Pesticides like Monsantos glyphosate are widely used in agriculture all over Europe. Pesticides are used to keep unwanted herbs, certain molds and insects from infecting the fields. The use of pesticides is extremely widespread and has become more and more popular over the course of the last century. But why?

Monocultures. Monocultures are trending, but at the same time they aren’t sustainable. Keeping a certain diversity on the field makes the plants more resistant to being infected by insects and other pests. Unfortunately, the rise of monocultures has also led to an increase in the use of pesticides.

Only in the last few years has the public become aware of the possibly extremely dangerous effects of pesticides on human health. Numerous studies suggest that round up, Monsantos glyphosate product, is very likely to be a carcinogen, thus having a terrible effect on human health.

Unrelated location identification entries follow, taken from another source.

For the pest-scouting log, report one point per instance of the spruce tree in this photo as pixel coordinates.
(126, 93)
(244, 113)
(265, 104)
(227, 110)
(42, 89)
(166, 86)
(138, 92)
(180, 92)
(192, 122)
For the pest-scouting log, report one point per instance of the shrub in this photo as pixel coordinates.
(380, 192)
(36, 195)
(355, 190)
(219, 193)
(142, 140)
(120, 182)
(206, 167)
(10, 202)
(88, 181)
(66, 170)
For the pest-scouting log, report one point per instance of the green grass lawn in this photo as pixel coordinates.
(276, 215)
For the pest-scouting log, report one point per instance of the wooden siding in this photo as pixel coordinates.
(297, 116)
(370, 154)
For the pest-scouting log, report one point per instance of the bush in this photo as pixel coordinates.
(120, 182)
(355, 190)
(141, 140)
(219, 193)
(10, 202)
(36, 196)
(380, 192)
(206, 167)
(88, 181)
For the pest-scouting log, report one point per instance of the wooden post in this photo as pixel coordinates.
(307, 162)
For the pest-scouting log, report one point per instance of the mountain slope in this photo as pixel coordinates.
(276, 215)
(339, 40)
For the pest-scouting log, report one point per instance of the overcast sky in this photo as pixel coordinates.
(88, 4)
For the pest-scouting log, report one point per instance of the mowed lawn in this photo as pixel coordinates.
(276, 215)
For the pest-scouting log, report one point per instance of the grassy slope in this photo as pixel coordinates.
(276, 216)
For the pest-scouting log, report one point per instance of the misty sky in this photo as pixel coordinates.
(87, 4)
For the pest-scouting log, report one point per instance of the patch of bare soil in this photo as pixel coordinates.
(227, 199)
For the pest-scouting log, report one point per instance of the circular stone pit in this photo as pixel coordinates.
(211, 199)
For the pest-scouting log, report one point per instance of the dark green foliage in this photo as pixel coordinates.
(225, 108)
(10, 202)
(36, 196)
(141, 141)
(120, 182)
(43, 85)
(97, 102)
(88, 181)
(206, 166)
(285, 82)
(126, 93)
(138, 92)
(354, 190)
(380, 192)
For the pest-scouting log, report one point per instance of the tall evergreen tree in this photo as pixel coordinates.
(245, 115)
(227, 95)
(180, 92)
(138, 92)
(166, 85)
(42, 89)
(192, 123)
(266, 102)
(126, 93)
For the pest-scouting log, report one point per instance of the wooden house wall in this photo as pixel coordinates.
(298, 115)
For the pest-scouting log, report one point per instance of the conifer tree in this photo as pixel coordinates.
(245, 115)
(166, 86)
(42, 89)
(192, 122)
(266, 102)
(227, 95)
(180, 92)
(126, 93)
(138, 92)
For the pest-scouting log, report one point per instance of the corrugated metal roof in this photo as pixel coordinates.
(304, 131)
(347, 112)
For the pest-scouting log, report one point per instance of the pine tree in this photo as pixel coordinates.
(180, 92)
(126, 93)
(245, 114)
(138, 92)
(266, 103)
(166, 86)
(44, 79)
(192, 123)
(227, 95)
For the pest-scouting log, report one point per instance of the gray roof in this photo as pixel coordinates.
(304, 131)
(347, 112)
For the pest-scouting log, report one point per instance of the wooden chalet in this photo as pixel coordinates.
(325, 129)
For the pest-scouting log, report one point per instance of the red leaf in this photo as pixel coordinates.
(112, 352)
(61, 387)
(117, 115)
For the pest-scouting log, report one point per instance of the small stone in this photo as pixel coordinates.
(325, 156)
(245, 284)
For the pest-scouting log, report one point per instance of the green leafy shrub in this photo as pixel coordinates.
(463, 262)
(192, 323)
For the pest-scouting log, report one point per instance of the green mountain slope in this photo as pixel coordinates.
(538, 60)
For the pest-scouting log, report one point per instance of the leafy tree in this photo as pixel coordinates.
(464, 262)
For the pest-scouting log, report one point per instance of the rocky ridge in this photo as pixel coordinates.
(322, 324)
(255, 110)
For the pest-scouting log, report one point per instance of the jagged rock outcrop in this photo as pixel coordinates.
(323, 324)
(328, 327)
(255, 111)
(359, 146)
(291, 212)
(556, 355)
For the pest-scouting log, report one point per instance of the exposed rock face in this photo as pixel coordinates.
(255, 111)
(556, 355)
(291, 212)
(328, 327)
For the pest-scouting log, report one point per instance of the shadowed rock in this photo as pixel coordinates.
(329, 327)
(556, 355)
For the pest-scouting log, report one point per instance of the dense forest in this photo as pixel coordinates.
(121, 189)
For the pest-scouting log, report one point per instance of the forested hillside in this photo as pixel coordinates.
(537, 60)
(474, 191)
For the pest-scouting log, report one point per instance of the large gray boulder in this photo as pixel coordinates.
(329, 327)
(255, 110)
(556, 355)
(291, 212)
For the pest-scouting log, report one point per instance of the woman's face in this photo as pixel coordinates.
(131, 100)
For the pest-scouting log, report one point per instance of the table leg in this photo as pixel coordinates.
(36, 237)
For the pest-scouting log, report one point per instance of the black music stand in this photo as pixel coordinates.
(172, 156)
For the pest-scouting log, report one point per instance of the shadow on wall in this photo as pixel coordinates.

No wonder that numerous progressive NGOs and citizen initiatives have tried to convince the EU commission to ban glyphosate from our fields. Without success. This is a classic David vs. Goliath situation. Bayer-Monsanto is one of the worlds largest companies for agrochemicals. Losing the European market would cut into their profits, and let’s be honest – that’s all they care about.

Not only does glyphosate have a possibly terrible effect on human health, its also proven to negatively impact our bees, which we so urgently need, and our imbalance our entire eco system.

Many farmers have chosen to use natural and organic means to get rid of pests now but for them it is extremely hard to keep up in a competitive market. This shows: there’s only one way – we need progressive legislation to protect the planet, our eco system and humans alike.

As Apoteum we are concerned with sustainability and most of all human health. We get our Scandinavian Hemp from Sweden, because they are one of the most progressive nations regarding pesticides.

Sweden introduced a progressive tax for pesticides as early as 1984. They were the first country worldwide that introduced such a tax. The tax was then used for “agri-environmental programs aiming to reduce pesticide application and to promote integrated pest management.” Swedens goal was the “reduction of residues in surface water or food and the establishment of farming techniques that are less dependent on chemical pesticides” and they succeeded: The use of chemical pesticides dropped significantly between 1984 and 2009, only to see a little increase until 2012.


Scandinavia still has a long way to go and we have to continue to fight for a healthier environment. For now however, our Scandinavian Hemp has the best opportunity to grow and prosper in Sweden, so that we can produce high quality health products for all of us.